US court upholds ruling granting authorities global access to data held in the cloud

US government wins the latest round in long-running dispute with Microsoft

Microsoft has lost the first round of a court battle with US authorities demanding the right to access the company's servers anywhere in the world.

It follows a two-hour hearing in the US District Court for the Southern District of New York today, which concluded with District Judge Loretta Preska ruling that Microsoft must comply with a warrant to hand over customer data, even though that data physically resides on servers in Dublin, Ireland.

The court battle represents the escalation of a long-running dispute between Microsoft and US authorities. Microsoft is contesting the warrant in a bid to develop case law that will protect its burgeoning cloud computing business. If it loses, it risks losing customers overseas - particularly lucrative government contracts.

Previously, Microsoft had argued in a statement that "a US prosecutor cannot obtain a US warrant to search someone's home located in another country, just as another country's prosecutor cannot obtain a court order in her home country to conduct a search in the United States".

The software giant has also opposed the "gagging orders" that typically accompany such search warrants.

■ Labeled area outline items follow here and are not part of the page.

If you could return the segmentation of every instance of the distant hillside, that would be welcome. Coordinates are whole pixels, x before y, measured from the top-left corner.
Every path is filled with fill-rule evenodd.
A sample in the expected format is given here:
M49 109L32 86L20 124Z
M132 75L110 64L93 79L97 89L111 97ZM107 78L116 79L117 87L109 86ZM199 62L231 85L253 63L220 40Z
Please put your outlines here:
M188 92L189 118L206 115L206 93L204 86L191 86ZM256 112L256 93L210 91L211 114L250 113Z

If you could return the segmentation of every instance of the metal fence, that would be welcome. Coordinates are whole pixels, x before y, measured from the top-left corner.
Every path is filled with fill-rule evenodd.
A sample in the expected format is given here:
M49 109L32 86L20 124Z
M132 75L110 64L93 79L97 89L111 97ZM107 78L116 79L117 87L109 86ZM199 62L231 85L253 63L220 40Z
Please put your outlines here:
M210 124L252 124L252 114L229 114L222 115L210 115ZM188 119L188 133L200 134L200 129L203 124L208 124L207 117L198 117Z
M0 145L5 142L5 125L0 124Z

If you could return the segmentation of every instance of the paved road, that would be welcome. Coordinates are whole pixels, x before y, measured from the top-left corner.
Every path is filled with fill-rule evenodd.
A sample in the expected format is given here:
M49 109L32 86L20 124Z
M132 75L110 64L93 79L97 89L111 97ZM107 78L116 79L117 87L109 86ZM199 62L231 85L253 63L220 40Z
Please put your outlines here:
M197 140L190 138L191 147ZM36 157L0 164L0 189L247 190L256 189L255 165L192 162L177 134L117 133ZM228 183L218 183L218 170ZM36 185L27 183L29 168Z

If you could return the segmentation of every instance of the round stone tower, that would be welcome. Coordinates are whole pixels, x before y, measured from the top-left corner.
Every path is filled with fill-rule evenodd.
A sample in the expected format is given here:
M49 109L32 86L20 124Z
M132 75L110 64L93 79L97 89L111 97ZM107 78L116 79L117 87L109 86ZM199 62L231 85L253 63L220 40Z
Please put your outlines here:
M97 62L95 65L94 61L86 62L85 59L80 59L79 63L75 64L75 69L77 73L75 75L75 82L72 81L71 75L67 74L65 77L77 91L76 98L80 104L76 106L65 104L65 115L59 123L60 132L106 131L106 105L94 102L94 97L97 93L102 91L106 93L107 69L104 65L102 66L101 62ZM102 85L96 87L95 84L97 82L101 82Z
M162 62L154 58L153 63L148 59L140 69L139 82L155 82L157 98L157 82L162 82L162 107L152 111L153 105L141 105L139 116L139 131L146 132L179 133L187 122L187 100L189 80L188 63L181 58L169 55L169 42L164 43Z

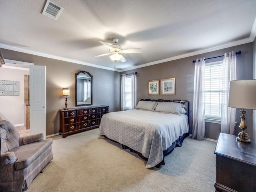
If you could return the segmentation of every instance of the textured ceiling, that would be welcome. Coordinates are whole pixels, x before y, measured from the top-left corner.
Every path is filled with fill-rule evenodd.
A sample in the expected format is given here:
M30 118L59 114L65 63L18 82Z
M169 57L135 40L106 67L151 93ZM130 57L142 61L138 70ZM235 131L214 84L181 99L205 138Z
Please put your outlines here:
M0 47L123 70L251 42L256 35L255 0L52 1L64 8L57 20L42 14L46 0L1 0ZM116 64L108 56L93 57L108 52L99 41L112 44L113 38L142 53L124 54L127 61Z

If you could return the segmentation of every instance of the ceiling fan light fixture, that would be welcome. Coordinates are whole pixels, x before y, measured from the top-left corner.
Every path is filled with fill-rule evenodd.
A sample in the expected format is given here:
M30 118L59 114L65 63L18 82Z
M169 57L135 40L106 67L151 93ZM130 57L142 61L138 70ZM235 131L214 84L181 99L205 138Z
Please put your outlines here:
M117 61L121 59L122 55L119 54L118 52L115 52L110 55L109 57L111 59L111 60L116 62Z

However, the judge argued that "it is a question of control, not a question of the location of that information". Microsoft has said that it will challenge the ruling and the judge has placed a "stay" on her decision, pending an anticipated appeal to the Second US Circuit Court of Appeal.

"The only issue that was certain this morning was that the District Court's decision would not represent the final step in this process. We will appeal promptly and continue to advocate that people's email deserves strong privacy protection in the US and around the world," said Microsoft general counsel Brad Smith in a hastily published statement.

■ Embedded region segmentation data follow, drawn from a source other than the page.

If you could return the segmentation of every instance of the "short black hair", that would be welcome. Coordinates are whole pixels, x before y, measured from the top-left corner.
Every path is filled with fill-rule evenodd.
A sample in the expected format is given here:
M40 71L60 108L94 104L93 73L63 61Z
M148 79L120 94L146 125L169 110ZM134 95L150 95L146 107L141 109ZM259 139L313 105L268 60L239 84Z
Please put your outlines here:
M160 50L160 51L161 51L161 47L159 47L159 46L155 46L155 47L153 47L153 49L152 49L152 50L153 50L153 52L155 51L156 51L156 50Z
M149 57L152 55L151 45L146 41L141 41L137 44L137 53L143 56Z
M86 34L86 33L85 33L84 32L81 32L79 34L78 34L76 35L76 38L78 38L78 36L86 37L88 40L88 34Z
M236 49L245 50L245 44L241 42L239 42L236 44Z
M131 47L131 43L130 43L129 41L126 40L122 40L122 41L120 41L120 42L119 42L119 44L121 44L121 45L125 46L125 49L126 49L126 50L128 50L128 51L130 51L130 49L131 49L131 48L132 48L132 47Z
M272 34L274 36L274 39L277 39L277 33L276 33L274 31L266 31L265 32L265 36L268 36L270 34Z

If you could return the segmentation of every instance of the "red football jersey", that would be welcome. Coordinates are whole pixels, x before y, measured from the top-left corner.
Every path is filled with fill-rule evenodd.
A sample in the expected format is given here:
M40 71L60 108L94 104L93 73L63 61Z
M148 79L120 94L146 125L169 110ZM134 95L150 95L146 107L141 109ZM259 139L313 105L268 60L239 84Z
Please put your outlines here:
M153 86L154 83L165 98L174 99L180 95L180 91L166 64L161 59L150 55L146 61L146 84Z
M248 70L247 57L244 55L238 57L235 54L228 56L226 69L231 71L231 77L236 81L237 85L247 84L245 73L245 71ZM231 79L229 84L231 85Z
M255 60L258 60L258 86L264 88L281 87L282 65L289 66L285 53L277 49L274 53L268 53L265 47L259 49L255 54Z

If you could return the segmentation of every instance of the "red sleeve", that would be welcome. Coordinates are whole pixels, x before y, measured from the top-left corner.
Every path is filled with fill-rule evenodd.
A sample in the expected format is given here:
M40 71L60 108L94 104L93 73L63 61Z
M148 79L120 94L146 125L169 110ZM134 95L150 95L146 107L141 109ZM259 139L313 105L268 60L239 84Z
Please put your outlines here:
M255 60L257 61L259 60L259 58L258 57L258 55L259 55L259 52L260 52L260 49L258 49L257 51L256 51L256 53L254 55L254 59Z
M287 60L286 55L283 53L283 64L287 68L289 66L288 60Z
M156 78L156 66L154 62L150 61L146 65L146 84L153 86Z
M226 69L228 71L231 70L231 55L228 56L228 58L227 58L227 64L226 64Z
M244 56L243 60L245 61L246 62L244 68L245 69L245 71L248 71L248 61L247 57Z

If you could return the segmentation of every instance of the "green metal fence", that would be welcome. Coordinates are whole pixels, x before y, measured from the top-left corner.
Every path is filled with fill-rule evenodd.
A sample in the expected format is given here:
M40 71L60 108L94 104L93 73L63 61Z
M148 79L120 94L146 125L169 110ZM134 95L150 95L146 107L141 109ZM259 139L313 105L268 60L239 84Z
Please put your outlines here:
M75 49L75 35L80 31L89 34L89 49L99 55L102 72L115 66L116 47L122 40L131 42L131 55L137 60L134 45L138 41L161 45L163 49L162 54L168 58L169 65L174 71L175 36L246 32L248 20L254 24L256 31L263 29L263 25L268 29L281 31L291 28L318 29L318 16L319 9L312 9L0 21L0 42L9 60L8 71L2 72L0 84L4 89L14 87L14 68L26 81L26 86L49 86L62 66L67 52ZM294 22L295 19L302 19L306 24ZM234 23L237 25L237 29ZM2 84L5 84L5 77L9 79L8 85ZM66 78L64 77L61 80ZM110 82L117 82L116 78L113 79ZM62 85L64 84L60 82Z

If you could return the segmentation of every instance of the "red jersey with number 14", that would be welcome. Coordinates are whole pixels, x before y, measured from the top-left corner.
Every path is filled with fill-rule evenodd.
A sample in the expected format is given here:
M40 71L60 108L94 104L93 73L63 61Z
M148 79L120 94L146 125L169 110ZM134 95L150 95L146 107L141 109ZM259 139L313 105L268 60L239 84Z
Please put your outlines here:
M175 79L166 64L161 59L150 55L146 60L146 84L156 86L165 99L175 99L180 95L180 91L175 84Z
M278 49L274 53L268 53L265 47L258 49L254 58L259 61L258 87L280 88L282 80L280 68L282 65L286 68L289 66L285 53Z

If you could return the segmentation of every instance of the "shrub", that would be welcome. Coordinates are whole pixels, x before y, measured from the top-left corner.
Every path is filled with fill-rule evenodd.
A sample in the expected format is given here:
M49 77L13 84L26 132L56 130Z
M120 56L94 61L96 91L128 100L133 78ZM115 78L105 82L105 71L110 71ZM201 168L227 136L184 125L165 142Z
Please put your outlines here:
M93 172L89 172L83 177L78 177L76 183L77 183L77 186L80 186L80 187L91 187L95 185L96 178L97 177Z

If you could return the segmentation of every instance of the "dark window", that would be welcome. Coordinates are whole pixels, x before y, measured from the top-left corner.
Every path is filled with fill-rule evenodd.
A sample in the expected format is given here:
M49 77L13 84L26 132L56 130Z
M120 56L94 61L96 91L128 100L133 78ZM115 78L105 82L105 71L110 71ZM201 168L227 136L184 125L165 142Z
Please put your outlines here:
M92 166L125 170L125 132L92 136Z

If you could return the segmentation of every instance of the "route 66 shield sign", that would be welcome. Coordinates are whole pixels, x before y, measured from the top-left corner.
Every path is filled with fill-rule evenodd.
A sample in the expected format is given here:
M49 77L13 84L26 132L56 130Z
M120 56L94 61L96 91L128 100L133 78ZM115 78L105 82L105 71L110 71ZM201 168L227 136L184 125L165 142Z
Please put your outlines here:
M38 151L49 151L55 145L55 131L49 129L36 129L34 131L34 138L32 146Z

In an open editorial in the Wall Street Journal on Tuesday, Smith argued that the US authorities did not have the legal right to demand access to emails held outside of the US legal jurisdiction.

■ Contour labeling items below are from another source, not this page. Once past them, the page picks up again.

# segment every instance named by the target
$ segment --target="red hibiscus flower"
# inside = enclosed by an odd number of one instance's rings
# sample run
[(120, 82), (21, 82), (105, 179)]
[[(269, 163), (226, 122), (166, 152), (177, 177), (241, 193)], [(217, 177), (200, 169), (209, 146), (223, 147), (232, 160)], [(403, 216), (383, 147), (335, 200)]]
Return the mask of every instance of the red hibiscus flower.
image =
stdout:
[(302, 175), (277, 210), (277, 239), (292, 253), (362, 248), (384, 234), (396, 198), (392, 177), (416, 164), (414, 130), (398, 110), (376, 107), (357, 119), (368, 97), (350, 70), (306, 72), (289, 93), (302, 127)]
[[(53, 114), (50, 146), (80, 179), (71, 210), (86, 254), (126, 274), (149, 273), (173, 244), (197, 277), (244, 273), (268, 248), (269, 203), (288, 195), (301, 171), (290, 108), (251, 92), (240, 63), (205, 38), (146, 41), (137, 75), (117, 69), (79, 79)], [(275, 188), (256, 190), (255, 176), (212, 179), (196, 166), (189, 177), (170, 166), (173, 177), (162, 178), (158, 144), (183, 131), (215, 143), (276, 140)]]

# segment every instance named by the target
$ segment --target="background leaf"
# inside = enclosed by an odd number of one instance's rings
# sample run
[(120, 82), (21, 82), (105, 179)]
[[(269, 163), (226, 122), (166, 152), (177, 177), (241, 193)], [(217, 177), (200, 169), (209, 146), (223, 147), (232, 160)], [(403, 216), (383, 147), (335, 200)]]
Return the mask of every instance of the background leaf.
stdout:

"Microsoft believes you own emails stored in the cloud, and that they have the same privacy protection as paper letters sent by mail. This means, in our view, that the US government can obtain emails only subject to the full legal protections of the Constitution's Fourth Amendment. It means, in this case, that the US government must have a warrant. But under well-established case law, a search warrant cannot reach beyond US shores," said Smith.

He explained: "The government seeks to sidestep these rules, asserting that emails you store in the cloud cease to belong exclusively to you. In court filings, it argues that your emails become the business records of a cloud provider. Because business records have a lower level of legal protection, the government claims that it can use its broader authority to reach emails stored anywhere in the world."

The court battle highlights the increasingly extra-territorial nature of government demands for information and data held in the cloud by technology and internet companies on behalf of their customers.

It also clashes with equally protective national and regional laws around the world that demand that data be held within geographic boundaries - and not be subject to the same kind of extra-territorial data grabs.